Wogensen L, Huang X, Sarvetnick N
Department of Neuropharmacology, Scripps Research Institute, La Jolla, California 92037.
J Exp Med. 1993 Jul 1;178(1):175-85. doi: 10.1084/jem.178.1.175.
Transgenic expression of interleukin 10 (IL-10) in the islets of Langerhans leads to a pronounced pancreatic inflammation, without inflammation of the islets of Langerhans and without diabetes. A scattered infiltration of macrophages (M pi) precedes localized accumulations of CD4+ and CD8+ T lymphocytes, B lymphocytes, and M pi. This recruitment of inflammatory cells to the pancreas is somewhat surprising, since the biological activities of IL-10 in vitro indicate that IL-10 is a powerful immunosuppressive cytokine. Since endothelial cells play a major role in leukocyte extravasation, we examined if vascular changes and extralymphoid induction of peripheral and mucosal type vascular addressins contributed to IL-10-induced homing of mononuclear cells to the pancreas.
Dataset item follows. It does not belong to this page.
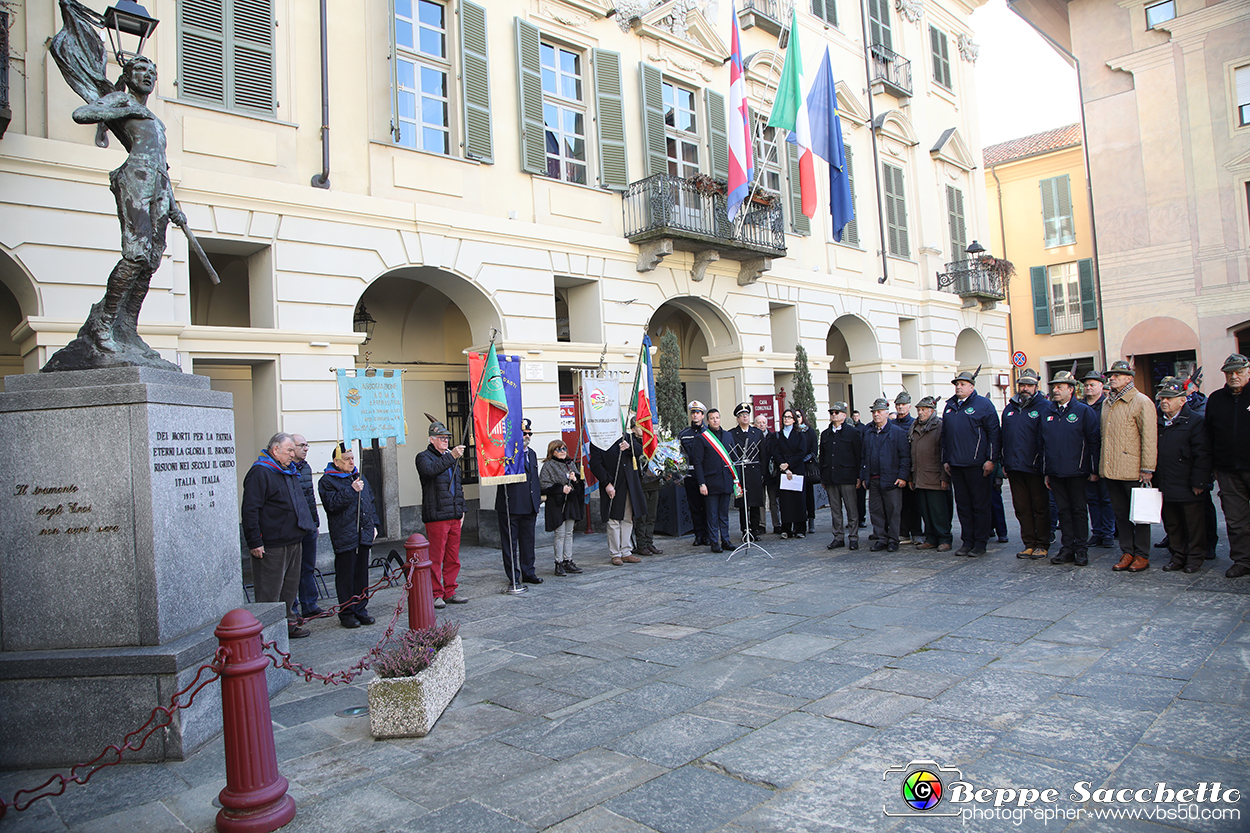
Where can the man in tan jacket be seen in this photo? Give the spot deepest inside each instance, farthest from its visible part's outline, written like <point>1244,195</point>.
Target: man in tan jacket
<point>1129,452</point>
The endothelium lining small vessels was highly activated in areas of inflammation, as the endothelial cells became cuboidal, and exhibited increased expression of major histocompatibility complex class II (Ia), intercellular adhesion molecule 1, and von Willebrand Factor. Furthermore, induction of vascular addressins simultaneously with accumulation of mononuclear cells around islets and vessels indicated that the endothelial cells take on the phenotype of differentiated endothelium specialized for leukocyte extravasation. In conclusion, pancreatic inflammation and vascular changes are prominent in IL-10 transgenic mice. We hypothesize that IL-10, in addition to its immuno-inhibitory properties, is a potent recruitment signal for leukocyte migration in vivo. These effects are relevant for in vivo therapeutic applications of IL-10.
白细胞介素10(IL-10)在胰岛中的转基因表达导致明显的胰腺炎症,但胰岛无炎症且无糖尿病。巨噬细胞(M pi)的散在浸润先于CD4 +和CD8 + T淋巴细胞、B淋巴细胞及M pi的局部聚集。炎症细胞向胰腺的这种募集有些令人惊讶,因为IL-10在体外的生物学活性表明它是一种强大的免疫抑制细胞因子。由于内皮细胞在白细胞外渗中起主要作用,我们研究了血管变化以及外周和黏膜型血管地址素的淋巴外诱导是否促成了IL-10诱导的单核细胞向胰腺归巢。炎症区域小血管的内皮高度活化,内皮细胞呈立方形,并表现出主要组织相容性复合体II类(Ia)、细胞间黏附分子1和血管性血友病因子表达增加。此外,血管地址素的诱导与胰岛和血管周围单核细胞的聚集同时发生,表明内皮细胞呈现出专门用于白细胞外渗的分化内皮的表型。总之,胰腺炎症和血管变化在IL-10转基因小鼠中很突出。我们推测,IL-10除了具有免疫抑制特性外,还是体内白细胞迁移的有效募集信号。这些效应与IL-10的体内治疗应用相关。